In “The Tales of Increasing Returns” Easterly explains increasing returns in a economy and its correlation with knowledge. Easterly points out that we have high incentives to gain the knowledge of what works in whatever industry we work in. A great aspect of ideas is that there is no limit to how many people use them. They provide increasing returns as opposed to diminishing returns like machines. Knowledge is based on skills that personnel share with each other in order to improve efficiencies, rather than physical items. Organizations with high knowledge capital may be more profitable or more productive than organizations with lower knowledge capital. Businesses develop knowledge capital by encouraging employees to share information through white papers, seminars and person-to-person communication. Knowledge capital is important because it reduces the odds that a company will have to "reinvent the wheel" each time a particular process is undertaken because its employees have access to documents detailing the necessary steps, and personnel who have undertaken similar activities.

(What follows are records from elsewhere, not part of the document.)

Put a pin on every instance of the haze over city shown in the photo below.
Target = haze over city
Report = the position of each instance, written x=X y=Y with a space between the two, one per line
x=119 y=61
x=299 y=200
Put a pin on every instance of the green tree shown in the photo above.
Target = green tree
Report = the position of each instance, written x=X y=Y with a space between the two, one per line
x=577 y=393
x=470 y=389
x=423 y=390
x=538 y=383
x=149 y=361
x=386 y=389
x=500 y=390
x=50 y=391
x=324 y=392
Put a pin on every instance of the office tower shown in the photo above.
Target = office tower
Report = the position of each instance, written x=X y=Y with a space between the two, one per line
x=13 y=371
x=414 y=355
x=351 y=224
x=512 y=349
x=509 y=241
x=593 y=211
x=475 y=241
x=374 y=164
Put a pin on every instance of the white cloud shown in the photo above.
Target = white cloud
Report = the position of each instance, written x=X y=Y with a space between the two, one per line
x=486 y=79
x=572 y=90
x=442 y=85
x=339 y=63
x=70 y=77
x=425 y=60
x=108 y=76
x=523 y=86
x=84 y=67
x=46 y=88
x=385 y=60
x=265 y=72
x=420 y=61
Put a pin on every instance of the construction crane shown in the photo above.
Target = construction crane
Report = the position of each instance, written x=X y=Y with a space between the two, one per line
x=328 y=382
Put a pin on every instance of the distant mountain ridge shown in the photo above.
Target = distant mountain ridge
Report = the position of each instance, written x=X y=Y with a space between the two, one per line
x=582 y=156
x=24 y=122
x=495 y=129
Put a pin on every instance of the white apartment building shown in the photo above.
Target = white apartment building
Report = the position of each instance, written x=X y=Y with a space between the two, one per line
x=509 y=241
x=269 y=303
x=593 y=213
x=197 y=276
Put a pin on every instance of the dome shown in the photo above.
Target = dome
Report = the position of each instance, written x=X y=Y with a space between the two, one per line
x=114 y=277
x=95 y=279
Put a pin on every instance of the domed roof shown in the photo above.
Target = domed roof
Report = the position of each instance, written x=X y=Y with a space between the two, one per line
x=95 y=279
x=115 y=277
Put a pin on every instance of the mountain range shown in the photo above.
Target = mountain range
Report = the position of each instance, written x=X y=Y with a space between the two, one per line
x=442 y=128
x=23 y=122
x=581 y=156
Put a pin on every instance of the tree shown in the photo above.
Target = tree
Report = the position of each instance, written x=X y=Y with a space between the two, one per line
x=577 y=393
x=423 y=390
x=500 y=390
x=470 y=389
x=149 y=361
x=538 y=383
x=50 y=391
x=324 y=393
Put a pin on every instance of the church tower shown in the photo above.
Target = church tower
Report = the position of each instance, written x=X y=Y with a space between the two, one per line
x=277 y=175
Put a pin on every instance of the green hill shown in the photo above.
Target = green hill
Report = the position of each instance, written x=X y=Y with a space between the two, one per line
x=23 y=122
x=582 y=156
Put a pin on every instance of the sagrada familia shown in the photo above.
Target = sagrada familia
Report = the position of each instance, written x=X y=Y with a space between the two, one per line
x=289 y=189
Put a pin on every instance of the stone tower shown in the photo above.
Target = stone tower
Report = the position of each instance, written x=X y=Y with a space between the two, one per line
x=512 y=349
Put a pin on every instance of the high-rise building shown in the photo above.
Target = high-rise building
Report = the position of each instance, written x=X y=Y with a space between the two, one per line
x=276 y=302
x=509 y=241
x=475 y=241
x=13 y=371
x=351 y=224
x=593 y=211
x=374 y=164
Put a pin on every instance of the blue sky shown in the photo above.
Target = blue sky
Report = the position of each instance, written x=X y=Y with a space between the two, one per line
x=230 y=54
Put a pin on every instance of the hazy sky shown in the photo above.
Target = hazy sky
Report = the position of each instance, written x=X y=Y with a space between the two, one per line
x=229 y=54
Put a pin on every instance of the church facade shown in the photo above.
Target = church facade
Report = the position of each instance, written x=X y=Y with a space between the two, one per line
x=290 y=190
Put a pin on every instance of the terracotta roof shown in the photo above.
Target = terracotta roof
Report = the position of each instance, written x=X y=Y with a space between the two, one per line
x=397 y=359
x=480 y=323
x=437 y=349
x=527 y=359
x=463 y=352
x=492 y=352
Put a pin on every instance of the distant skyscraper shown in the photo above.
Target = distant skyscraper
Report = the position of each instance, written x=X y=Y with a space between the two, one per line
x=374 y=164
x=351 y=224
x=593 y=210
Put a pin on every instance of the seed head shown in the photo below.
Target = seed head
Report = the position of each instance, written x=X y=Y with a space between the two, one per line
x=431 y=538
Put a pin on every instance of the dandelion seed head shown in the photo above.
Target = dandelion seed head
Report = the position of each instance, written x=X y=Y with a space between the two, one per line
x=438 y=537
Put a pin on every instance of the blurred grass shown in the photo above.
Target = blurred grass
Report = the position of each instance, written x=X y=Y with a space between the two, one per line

Leaks: Easterly points out that knowledge leaks, in other words, it is transferable from one person to another. He gives the example of Noorul Quader who opened an apparel manufacturing plant in Bangladesh. He initially partnered with a company from South Korea that could provide him with the necessary technical knowledge to open a successful business. He learned how to obtain credit, how to work through the political system to reduce taxation, and how to produce the apparel itself. Mr. Quader’s company began to employee large numbers of Bangladeshis who in turn learned what he had learned from the Koreans and opened up their own companies. Within a decade the apparel business had become a multi-billion dollar exporting sector of the Bangladeshi economy. This story demonstrates the principle that knowledge leaks. Easterly writes that “useful knowledge about how to produce things at a low cost – that is, how to get rich – is hard to keep secret. People have a high incentive to observe what you are doing. People who work with you have a high incentive to leave and do what you were doing to get rich” (p. 150).
Another property of knowledge is that it builds on prior knowledge and becomes ever more valuable as it increases. “A new idea is worth more to the society the more the society already knows. This property of knowledge means that there are increasing returns to investment in knowledge” (p. 150). It also means, unfortunately, that countries with a pre-existing base of knowledge are more capable of producing more knowledge and therefore become richer while those countries with a low base of knowledge will be less capable of increasing it.
Matches: In the production of goods or in ...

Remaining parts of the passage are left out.